O pai das garotas havia se apaixonado por outra mulher e, em estado catatônico, afastou-se da vida familiar, brigou e se desentendeu com a mãe das meninas. Foi atrás da nova eleita, mas ela não se importou. O pai chegou a implorar e, em puro desespero, pediu para que sua mulher intercedesse por ele junto à amante. Ela fez isso, ainda que estivesse corroída por dentro. Desejou a morte, sentiu-se mal, sofreu. “O mundo é grande e pequeno”, diz o texto de Drummond. Dias depois, aparece a amante com um vestido em punho: “aqui trago minha roupa que recorda meu malfeito de ofender dona casada pisando no seu orgulho. Recebei esse vestido e me dai vosso perdão”.

A amante se foi, a mãe pregou o vestido na parede e o pai retornou à casa. Ele mal reparou na roupa pendurada e apenas disse: “Mulher, põe mais um prato na mesa”. Ela pôs. Ele se sentou. A presença e os hábitos do homem a acalentavam, ela estava em paz. E, quando chegou nessa parte da história, interrompeu a narrativa às filhas, porque o pai já começava a subir as escadas. 

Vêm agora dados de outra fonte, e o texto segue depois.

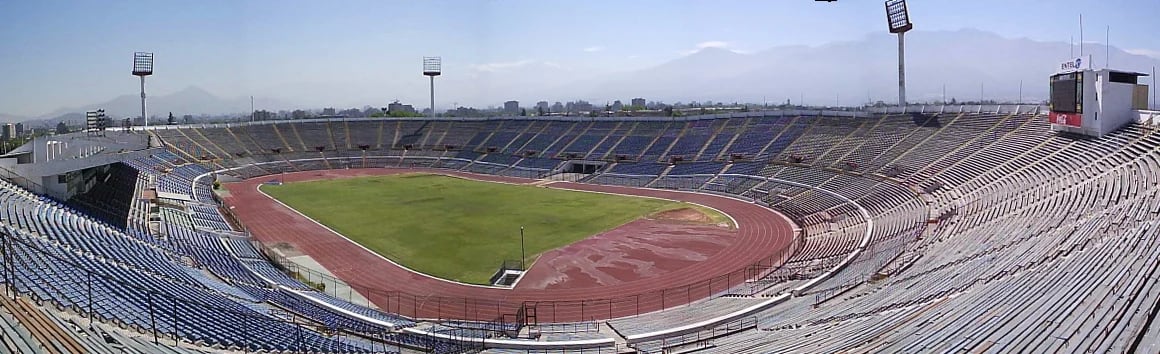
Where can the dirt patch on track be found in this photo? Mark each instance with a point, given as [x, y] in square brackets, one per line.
[682, 215]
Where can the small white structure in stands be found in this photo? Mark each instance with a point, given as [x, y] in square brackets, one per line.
[1094, 102]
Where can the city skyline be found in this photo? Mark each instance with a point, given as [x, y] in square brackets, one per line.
[75, 53]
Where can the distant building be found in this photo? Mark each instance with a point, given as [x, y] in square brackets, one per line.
[396, 107]
[512, 107]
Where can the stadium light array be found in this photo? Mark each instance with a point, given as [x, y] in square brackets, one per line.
[433, 66]
[898, 19]
[143, 66]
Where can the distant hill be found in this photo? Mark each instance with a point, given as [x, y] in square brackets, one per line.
[191, 100]
[850, 71]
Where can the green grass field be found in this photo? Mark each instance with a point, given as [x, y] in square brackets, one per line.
[459, 229]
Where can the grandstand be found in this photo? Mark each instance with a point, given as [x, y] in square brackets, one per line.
[922, 229]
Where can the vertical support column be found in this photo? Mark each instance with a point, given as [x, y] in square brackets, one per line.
[901, 69]
[144, 116]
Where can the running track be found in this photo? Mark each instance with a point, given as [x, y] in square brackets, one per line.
[761, 233]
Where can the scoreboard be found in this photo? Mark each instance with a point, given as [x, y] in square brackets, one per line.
[1089, 101]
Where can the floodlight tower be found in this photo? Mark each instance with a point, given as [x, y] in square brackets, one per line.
[899, 21]
[432, 69]
[143, 66]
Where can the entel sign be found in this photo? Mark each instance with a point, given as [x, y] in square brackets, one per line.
[1071, 65]
[1066, 118]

Há uma força vital nessa mãe que a impede de sucumbir ao desespero, à tristeza e à traição. Mesmo que ela tenha passado um período de profunda angústia e agonia ou mesmo que a postura do homem tenha sido condenável, um combustível a move. A paixão a fez transformar a humilhação em perdão.

Aceitar o homem novamente depois daquela traição poderia ser uma atitude duramente criticada – especialmente nos atuais dias em que as mulheres têm repreendido, cada vez mais intensamente, o machismo. Mas quantos de nós já não nos submetemos a contrariedades por conta do amor?

E o vestido da “dona”? Aquela roupa pregada na parede em lugar visível ao pai das meninas permanece como registro eterno da infidelidade.

A beleza do poema de Drummond está no sentimento humano que o cerca. Compartilhar o sofrimento daquela mulher que resiste à infidelidade e encontra um jeito de deixar a cicatriz exposta diz muito sobre as relações afetivas em qualquer época que seja.

Pergunto se nós temos, hoje, como a mulher do texto, exposto esses vestidos para estampar nossas agonias. Escancarar a tristeza para o outro e provocar o sentimento de culpa perpétua em razão de algum malfeito pode ser, para alguns, uma saída possível. A mim parece inadequada. Cada vez que tentamos mostrar ao outro como ele nos feriu, mais continuamos a nos ferir. Mas, ainda que não seja às vistas públicas, certamente cada um guarda um vestido dentro de si. E carrega, talvez pregada na alma, alguma tristeza que já cruzou o caminho.